Шаг, ещё — и я, закусив губу, утыкаюсь распухшим носом в ледяную кожу его шеи.
— Прости меня… Я не смогла… сдержаться… прости…
Он, словно через силу, медленно провёл рукой по моим волосам, но не обнял, даже не ответил. Да и что говорить?!
— Ирг… Я не уйду, слышишь? Мне только надо…
— Иди.
— Ирг…
— Иди.
Он резко шагнул назад, и я вторично чуть не упала.
— Прости. Я вернусь, скоро.
Ирг молчал. Он опять мне не верил…
— Я вернусь, вернусь!! Пожалуйста!
Два шага — обратно — дались с таким трудом, словно на ногах были тяжёлые колодки. Я остановилась перед Сергеем, но так и не смогла поднять на него глаза.
— Пойдём, поговорим. Ты мне всё расскажешь…
Он кивнул, и мы медленно пошли по аллее. Я знала, что, если обернусь, увижу такое, за что никогда потом себя не прощу. Я и так не прощу… Дай Бог, чтобы Ирг меня услышал. Чтобы смог понять, хоть немного.
Чтобы просто дождался.
Мы долго сидели на скамейке в каком-то сквере, потом я окончательно замёрзла, и мы зашли в первое попавшееся кафе. Взяли по чашке кофе и просидели над ними до самого закрытия.
Сергей, скупо и неохотно, рассказал, как получилось, что он остался жив. Разгар «второй чеченской»: кровопролитные бои и секретные вылазки, глупо гибнущие желторотики-срочники — против хорошо обученных арабских наёмников, временами полная неразбериха и хаос, странные приказы командования, вконец скурившиеся на нервной почве «ветераны»… Даже сейчас, три года спустя, он был верен «подписке о неразглашении» и избавил меня от страшных подробностей той, военной, жизни. Но я в своё время и так узнала достаточно, разыскивая, собирая информацию всеми доступными способами. Надеясь… Я ведь была готова сама ехать в эту «горячую точку», понимала, что это равносильно самоубийству, что я скорее всего ничего не найду. Но я не хотела мириться с неизвестностью — даже с выданной мне, невесте, справкой, что «лейтенант Прилучин С. Н. официально признан погибшим. Место захоронения определить не представляется возможным…» Его друзья-сослуживцы, те, которые тогда были рядом, кому посчастливилось выжить в этом пекле и вернуться, в один голос уверяли, что надежды нет, они видели гибель Сергея собственными глазами, и даже если рана была не смертельная — его стопроцентно добили боевики. Сколько раз было так… Приехавшая в Питер тётя перепугалась моей решимости и срочно затребовала из Германии Айвара, к нему я всегда прислушивалась. Он и убедил меня перестать цепляться за воздух, принять неизбежное и жить дальше. И забрал к себе — «временно сменить обстановку». Это было то, что нужно тогда, и я по сей день очень благодарна Айвару за поддержку, за то, что смогла выбраться из жадных объятий чёрной тоски…

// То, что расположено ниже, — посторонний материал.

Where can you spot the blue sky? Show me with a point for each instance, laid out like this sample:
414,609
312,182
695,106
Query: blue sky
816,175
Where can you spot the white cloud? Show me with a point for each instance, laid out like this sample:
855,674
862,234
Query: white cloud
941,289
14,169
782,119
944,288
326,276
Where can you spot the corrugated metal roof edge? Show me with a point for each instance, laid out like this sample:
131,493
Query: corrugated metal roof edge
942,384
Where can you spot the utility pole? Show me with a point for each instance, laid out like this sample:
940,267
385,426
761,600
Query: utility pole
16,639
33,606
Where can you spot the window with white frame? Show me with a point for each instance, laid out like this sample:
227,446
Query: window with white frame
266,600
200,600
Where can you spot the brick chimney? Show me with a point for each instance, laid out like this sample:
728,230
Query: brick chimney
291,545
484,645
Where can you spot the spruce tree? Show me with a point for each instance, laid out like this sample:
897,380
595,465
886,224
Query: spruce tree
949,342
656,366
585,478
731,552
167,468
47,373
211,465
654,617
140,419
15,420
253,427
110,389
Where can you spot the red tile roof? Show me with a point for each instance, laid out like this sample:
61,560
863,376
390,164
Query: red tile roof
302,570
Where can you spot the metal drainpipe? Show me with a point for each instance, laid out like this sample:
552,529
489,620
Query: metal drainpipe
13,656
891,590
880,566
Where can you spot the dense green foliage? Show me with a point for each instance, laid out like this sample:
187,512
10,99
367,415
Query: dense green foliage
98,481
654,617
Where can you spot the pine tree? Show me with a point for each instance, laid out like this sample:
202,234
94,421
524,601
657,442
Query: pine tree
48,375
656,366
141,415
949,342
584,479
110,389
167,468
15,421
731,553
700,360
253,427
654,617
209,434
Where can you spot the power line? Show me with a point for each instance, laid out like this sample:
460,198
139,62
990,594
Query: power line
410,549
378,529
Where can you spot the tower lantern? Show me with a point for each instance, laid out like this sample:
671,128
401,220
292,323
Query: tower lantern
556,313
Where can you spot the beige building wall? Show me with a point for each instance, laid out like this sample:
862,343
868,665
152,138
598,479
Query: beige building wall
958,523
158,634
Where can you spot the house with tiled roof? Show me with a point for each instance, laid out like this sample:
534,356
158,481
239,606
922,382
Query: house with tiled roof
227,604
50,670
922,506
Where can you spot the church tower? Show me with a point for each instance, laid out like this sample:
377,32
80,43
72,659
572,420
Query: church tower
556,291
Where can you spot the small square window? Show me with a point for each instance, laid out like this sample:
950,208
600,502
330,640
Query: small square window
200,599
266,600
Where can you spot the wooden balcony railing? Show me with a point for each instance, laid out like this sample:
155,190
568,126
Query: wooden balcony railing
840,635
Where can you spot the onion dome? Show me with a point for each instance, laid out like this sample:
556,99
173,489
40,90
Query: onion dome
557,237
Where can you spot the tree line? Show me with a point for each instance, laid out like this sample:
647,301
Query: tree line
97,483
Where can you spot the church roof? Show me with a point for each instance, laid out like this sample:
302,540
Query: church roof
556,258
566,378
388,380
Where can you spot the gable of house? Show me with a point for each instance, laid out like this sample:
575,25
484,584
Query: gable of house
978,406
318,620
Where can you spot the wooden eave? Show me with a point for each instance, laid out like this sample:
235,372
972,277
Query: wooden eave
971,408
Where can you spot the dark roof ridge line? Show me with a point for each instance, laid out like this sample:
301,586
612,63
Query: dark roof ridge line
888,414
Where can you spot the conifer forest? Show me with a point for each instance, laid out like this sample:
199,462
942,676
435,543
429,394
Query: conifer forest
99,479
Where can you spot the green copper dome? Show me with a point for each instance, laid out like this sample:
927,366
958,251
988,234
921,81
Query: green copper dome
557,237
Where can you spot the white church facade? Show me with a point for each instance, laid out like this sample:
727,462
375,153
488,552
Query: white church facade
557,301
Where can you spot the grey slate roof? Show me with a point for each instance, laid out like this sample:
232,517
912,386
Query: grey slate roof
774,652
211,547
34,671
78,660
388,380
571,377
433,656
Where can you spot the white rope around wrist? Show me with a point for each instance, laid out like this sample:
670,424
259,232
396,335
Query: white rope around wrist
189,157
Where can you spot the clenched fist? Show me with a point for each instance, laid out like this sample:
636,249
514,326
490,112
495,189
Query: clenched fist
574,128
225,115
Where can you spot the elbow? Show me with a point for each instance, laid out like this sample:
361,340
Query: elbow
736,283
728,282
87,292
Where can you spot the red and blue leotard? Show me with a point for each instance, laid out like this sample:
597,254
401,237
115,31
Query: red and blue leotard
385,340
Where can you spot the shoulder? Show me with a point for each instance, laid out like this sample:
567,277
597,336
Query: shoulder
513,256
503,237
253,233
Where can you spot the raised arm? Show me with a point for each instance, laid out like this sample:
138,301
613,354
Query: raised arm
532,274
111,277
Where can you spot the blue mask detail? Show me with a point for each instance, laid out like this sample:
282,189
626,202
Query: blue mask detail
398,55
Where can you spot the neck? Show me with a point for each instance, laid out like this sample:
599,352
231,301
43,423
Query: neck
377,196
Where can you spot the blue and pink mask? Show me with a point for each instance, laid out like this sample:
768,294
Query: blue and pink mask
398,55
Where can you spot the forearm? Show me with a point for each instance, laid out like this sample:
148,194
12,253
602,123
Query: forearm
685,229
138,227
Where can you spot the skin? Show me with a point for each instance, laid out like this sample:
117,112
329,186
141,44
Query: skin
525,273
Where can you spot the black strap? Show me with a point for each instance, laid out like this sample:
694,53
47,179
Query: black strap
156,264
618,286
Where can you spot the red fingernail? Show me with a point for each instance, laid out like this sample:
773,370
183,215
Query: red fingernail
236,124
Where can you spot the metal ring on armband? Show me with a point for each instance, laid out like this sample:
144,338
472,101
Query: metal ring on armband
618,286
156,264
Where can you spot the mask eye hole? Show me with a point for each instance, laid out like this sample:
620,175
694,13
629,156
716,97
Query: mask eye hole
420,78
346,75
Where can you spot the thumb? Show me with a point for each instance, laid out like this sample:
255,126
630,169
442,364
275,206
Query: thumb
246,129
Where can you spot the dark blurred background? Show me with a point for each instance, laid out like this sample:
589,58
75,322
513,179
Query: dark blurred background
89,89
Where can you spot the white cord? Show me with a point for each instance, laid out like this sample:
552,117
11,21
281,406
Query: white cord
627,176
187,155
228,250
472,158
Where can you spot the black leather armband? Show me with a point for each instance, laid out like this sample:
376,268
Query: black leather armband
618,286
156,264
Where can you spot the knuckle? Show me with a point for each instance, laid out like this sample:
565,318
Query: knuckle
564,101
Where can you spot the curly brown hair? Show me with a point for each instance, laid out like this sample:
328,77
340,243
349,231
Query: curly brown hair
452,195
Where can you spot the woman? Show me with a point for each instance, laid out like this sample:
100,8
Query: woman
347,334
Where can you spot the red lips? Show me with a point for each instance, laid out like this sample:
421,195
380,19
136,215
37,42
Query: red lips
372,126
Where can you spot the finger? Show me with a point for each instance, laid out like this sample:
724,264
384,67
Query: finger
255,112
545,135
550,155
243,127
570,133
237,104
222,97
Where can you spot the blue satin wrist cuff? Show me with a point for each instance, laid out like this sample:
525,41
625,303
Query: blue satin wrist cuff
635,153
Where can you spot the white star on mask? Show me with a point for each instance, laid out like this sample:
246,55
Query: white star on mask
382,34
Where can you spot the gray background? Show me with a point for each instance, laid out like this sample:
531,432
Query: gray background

Те немногие Серёжины вещи, что передали сослуживцы, до сих пор бережно хранятся в вильнюсской квартире моих родителей. Форма, нелепый «посмертный» орден, редкие письма, книги… В одной из них — два засушенных лепестка. От тех самых пионов… Внешне несентиментальный, даже суровый, Сергей как-то признался, что оторвал их украдкой в первый день нашего знакомства и решил сохранить. На счастье. Или на память… Теперь уже — на мою память…
Этот день навсегда останется со мной.
Мы с тётей приехали в Петербург. Я уже давно собиралась навестить могилу отца, пройтись по знакомым с детства местам, увидеться с бывшей школьной подружкой, с которой до сих пор переписывалась. Аня позвала меня на свою свадьбу, и я очень обрадовалась этому предлогу. Тётя Нелла не захотела отпускать меня одну и навязалась ехать со мной. Мало ли что… После смерти мамы она, её старшая сестра, всегда старалась «ненавязчиво» присматривать за мной, ограждая от «всяких глупостей». Под ними явно подразумевались особи мужского пола, слишком их много крутилось вокруг смазливой богатой девочки… Её неуклюжие попытки скорректировать круг моего общения всегда меня умиляли, а иногда и злили: я привыкла, что мама и отчим ничего мне не запрещали, да я и сама вроде с головой, соображу, кто чего стоит. Тётя, конечно же, хотела, чтобы я «дружила с хорошими мальчиками из хороших семей», и некоторые мои знакомые привели бы её в натуральный ужас. Поэтому после гибели родителей я непреклонно отклоняла настойчивые зазывания «пожить у неё» и предпочитала самостоятельность и, как следствие, сохранность бедных тётушкиных нервов.